How Dermatologists Tell It’s Not Skin Cancer
Before treating a seborrheic keratosis, your dermatologist needs to confirm that’s actually what it is. These growths can sometimes mimic melanoma or basal cell carcinoma to the naked eye, particularly when they’re dark or irregularly shaped. Dermatologists use a handheld magnifying tool called a dermoscope to look for telltale features: tiny white cyst-like dots, dark pore-like openings, and a brain-like pattern of ridges and fissures across the surface. They also look for sharp borders and a characteristic waxy, “stuck-on” texture. If any features suggest something more concerning, such as blue-gray clusters or leaf-like structures associated with skin cancer, the growth gets biopsied before any cosmetic treatment.
Insurance Coverage for Removal
Because seborrheic keratoses are benign, insurance companies generally classify removal as cosmetic and won’t cover it.

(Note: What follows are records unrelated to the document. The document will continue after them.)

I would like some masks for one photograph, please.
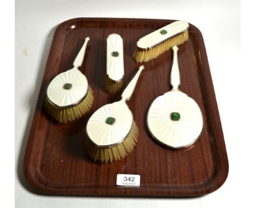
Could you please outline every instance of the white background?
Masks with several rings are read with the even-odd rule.
[[[201,30],[230,166],[227,180],[218,190],[193,199],[43,196],[30,191],[23,175],[23,158],[54,30],[60,23],[78,17],[183,20]],[[246,62],[240,63],[239,1],[16,1],[15,20],[16,207],[253,206],[250,199],[256,175],[253,161],[256,115],[254,79],[249,73],[256,68],[248,64],[254,58],[250,52],[247,52]],[[255,41],[253,27],[245,27],[245,45]]]

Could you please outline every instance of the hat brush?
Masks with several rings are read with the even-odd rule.
[[[121,100],[97,110],[86,126],[84,147],[94,161],[107,163],[125,157],[134,148],[138,136],[129,101],[138,78],[144,69],[141,66],[121,95]]]
[[[141,38],[137,42],[133,59],[137,62],[147,62],[157,58],[174,45],[188,40],[189,25],[176,21]]]
[[[188,146],[200,137],[203,117],[196,102],[179,89],[178,47],[174,46],[171,74],[172,89],[156,97],[148,110],[147,121],[152,136],[164,145],[173,149]]]
[[[85,53],[87,37],[73,64],[73,68],[56,76],[49,84],[44,106],[47,112],[60,123],[78,119],[91,108],[92,90],[87,78],[78,68]]]

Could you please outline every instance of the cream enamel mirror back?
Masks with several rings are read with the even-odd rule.
[[[147,115],[147,126],[161,144],[173,149],[188,146],[200,137],[203,129],[202,113],[196,102],[178,88],[180,84],[178,47],[174,46],[171,75],[171,91],[156,98]]]

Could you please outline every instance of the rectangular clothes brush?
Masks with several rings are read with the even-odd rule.
[[[189,27],[188,22],[177,21],[143,36],[137,42],[133,59],[138,63],[147,62],[182,44],[188,40]]]

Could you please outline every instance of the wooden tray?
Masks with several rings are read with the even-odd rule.
[[[113,33],[124,40],[125,87],[138,68],[132,58],[141,37],[173,21],[79,18],[56,29],[46,66],[24,160],[27,180],[43,193],[109,196],[195,196],[212,192],[224,182],[228,162],[222,125],[202,34],[190,25],[189,39],[180,46],[181,90],[202,109],[205,126],[191,146],[172,150],[149,134],[146,115],[157,96],[171,89],[170,50],[144,64],[128,105],[139,129],[134,150],[124,160],[101,164],[87,158],[83,135],[88,119],[100,107],[119,100],[104,90],[106,38]],[[84,38],[90,36],[81,71],[94,93],[95,102],[83,119],[67,124],[51,119],[43,108],[46,87],[57,74],[71,69]],[[139,187],[116,185],[118,174],[138,174]]]

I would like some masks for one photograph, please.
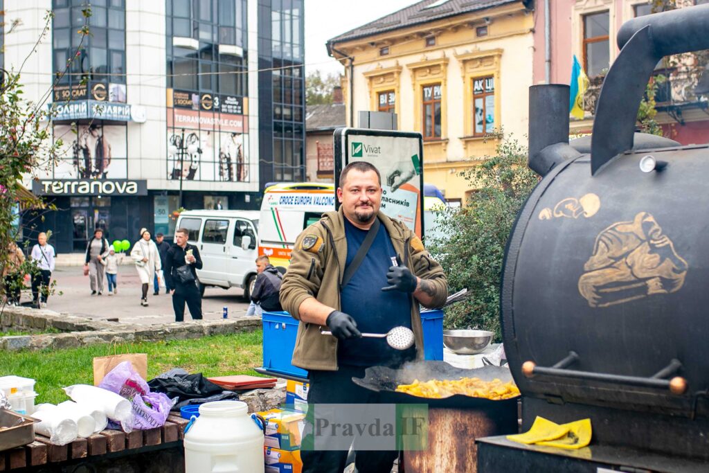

The exception is when a growth causes symptoms: persistent irritation from clothing or jewelry rubbing against it, recurrent bleeding, itching, or pain. If your dermatologist documents that a lesion is symptomatic, the procedure is more likely to be covered as medically necessary. Purely cosmetic removal typically runs anywhere from $100 to $400 per session out of pocket, depending on the number of growths treated, the method used, and your geographic area. It’s worth calling your insurance company beforehand to ask about their specific criteria.